There Is No "You" In a Parallel Universe
StartsWithABang (3485481) writes "Ever since quantum mechanics first came along, we've recognized how tenuous our perception of reality is, and how — in many ways — what we perceive is just a very small subset of what's going on at the quantum level in our Universe. Then, along came cosmic inflation, teaching us that our observable Universe is just a tiny, tiny fraction of the matter-and-radiation filled space out there, with possibilities including Universes with different fundamental laws and constants, differing quantum outcomes existing in disconnected regions of space, and even the fantastic one of parallel Universes and alternate versions of you and me. But is that last one really admissible? The best modern evidence teaches us that even with all the Universes that inflation creates, it's still a finite number, and an insufficiently large number to contain all the possibilities that a 13.8 billion year old Universe with 10^90 particles admits."
Fox "News".
Table-ized A.I.
Well, it kind of does, depending on exactly how you define the term. One of the implications of inflation theory is that the original superluminal inflation is still going on, and will always be going on, and what we consider to be "the universe" is but one tiny bubble of "stabilized" space that decayed from the inflationary energy, and is presumably surrounded by a nigh-infinite number of other bubbles with different physical laws that will never interact with each other because the space between them is still full of self-replicating inflationary energy expanding faster than light, and which is perpetually spawning still more bubbles as the false-vacuum spontaneously decays into lower-energy states to trigger a chain reaction. You could easily consider every one of those other "bubbleverses" to be a parallel universe, with it's own physical laws and causality that will never intersect our own.
Of course that has absolutely nothing to do with the sort of parallel universes posited by the many worlds interpretation of quantum mechanics, which absolutely would spawn a potential infinitude of "other yous" with every quantum "decision". And neither has anything to do with the third major posited type of parallel universe which stipulates that our universe is a 4-dimensional membrane existing in within the 11+ dimensional metaverse posited by many QM theories, and that other membranes likely also exist, and may occasionally collide with our own, causing "big bangs" from the release of energy on impact.
Any one of those, or even all three, might exist, but so far as I know only the first is a necessary implication of currently accepted cosmological theory, and thus it has sort of inherited the "parallel universe" crown.
--- Most topics have many sides worth arguing, allow me to take one opposite you.

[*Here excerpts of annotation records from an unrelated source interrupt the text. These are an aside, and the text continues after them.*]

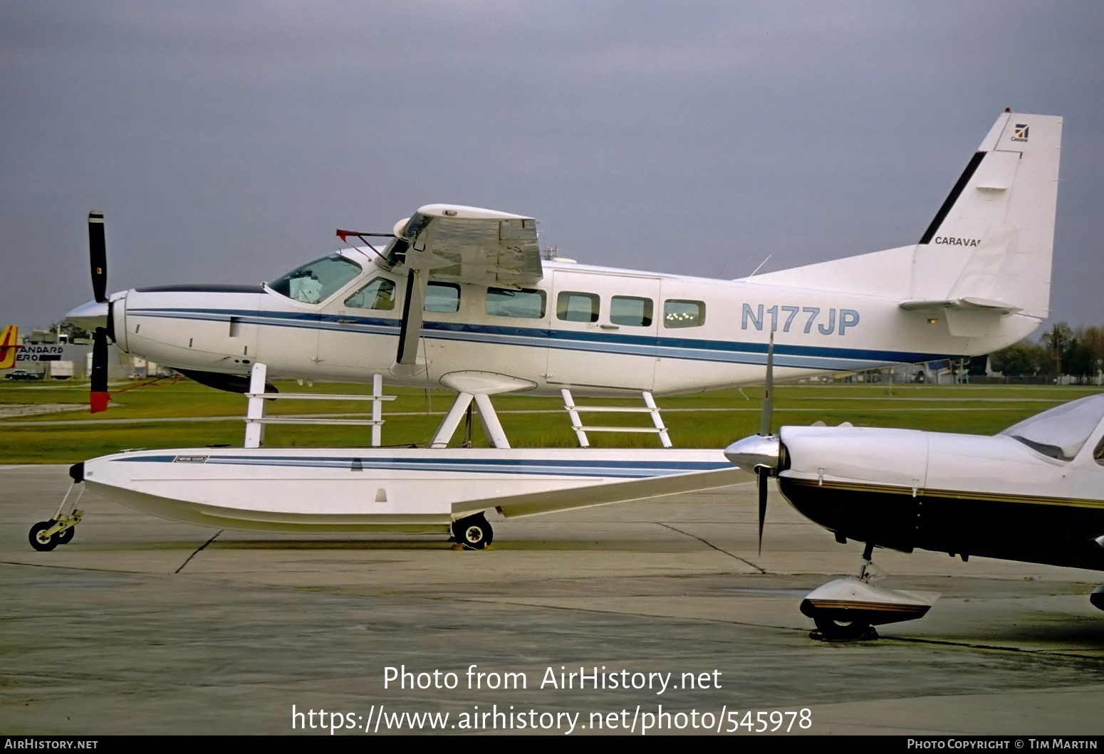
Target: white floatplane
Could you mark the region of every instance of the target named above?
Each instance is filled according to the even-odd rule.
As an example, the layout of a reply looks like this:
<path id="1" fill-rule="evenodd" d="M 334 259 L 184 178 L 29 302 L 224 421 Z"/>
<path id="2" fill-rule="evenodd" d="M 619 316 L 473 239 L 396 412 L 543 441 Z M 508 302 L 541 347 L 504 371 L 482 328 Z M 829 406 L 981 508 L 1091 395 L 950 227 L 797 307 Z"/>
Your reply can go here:
<path id="1" fill-rule="evenodd" d="M 400 221 L 383 252 L 365 238 L 270 284 L 108 296 L 103 215 L 93 213 L 96 300 L 68 319 L 96 332 L 94 410 L 106 404 L 95 367 L 110 339 L 247 393 L 251 424 L 242 449 L 105 456 L 76 465 L 74 479 L 178 520 L 452 530 L 470 546 L 490 540 L 486 509 L 533 513 L 731 484 L 720 450 L 669 449 L 654 394 L 758 382 L 772 333 L 779 379 L 796 379 L 976 355 L 1038 327 L 1049 312 L 1061 125 L 1004 113 L 916 244 L 737 280 L 542 259 L 533 219 L 434 204 Z M 266 380 L 378 385 L 380 375 L 457 393 L 431 448 L 263 447 Z M 511 450 L 490 401 L 502 393 L 563 395 L 584 446 L 573 395 L 643 394 L 666 447 Z M 382 400 L 379 389 L 372 397 Z M 495 448 L 447 449 L 473 402 Z M 32 545 L 68 541 L 78 520 L 63 501 L 32 529 Z"/>

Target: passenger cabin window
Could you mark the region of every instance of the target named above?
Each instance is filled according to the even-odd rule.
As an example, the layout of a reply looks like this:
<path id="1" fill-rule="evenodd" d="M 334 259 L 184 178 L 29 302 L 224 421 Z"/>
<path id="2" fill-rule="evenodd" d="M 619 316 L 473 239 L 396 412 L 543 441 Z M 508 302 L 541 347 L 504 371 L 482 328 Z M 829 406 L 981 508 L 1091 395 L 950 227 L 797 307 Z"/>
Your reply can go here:
<path id="1" fill-rule="evenodd" d="M 425 287 L 426 311 L 452 314 L 460 310 L 460 286 L 455 283 L 431 283 Z"/>
<path id="2" fill-rule="evenodd" d="M 609 301 L 609 321 L 629 327 L 651 325 L 651 299 L 636 296 L 614 296 Z"/>
<path id="3" fill-rule="evenodd" d="M 367 286 L 346 299 L 350 309 L 383 309 L 395 308 L 395 284 L 385 277 L 374 278 Z"/>
<path id="4" fill-rule="evenodd" d="M 544 316 L 544 291 L 488 288 L 487 314 L 491 317 L 540 319 Z"/>
<path id="5" fill-rule="evenodd" d="M 704 301 L 664 301 L 664 327 L 701 327 L 705 323 Z"/>
<path id="6" fill-rule="evenodd" d="M 555 317 L 565 322 L 596 322 L 598 321 L 598 297 L 596 294 L 564 290 L 556 296 Z"/>
<path id="7" fill-rule="evenodd" d="M 329 254 L 283 275 L 268 287 L 280 296 L 304 304 L 318 304 L 341 290 L 363 272 L 340 254 Z"/>

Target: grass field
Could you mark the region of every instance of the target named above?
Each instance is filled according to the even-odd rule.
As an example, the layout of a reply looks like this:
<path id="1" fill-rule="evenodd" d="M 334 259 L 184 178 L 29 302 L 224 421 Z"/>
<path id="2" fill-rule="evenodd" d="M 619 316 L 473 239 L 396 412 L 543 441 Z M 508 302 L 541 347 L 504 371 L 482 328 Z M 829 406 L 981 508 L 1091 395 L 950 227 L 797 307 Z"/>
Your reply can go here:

Why is this marked troll? I find it to be a valid statement. Just because someone doesn't agree with the prevailing theory doesn't mean they're trolling.
Different matter distributions == a universe in which said parallel universe which is inherently different than what we see around us.
I think there is some confusion over what "parallel" universe means. This is generally taken to be a universe which has been an exact parallel of our own universe up to some point after which it diverges i.e. everything is the same up to some point in time. In the quantum multiverse interpretation of QM this happens for each possible result of collapsing the wave function.
I've never heard of this ever being associated with multiple 'universes' from inflation because QM requires that the universes interact before they separate (this is how it explains the self interference of a single particle) whereas inflation requires that the universes be causally disconnected after their creation i.e. inflationary universes are just different universes, not parallel ones. So I think the author of the article got himself rather confused.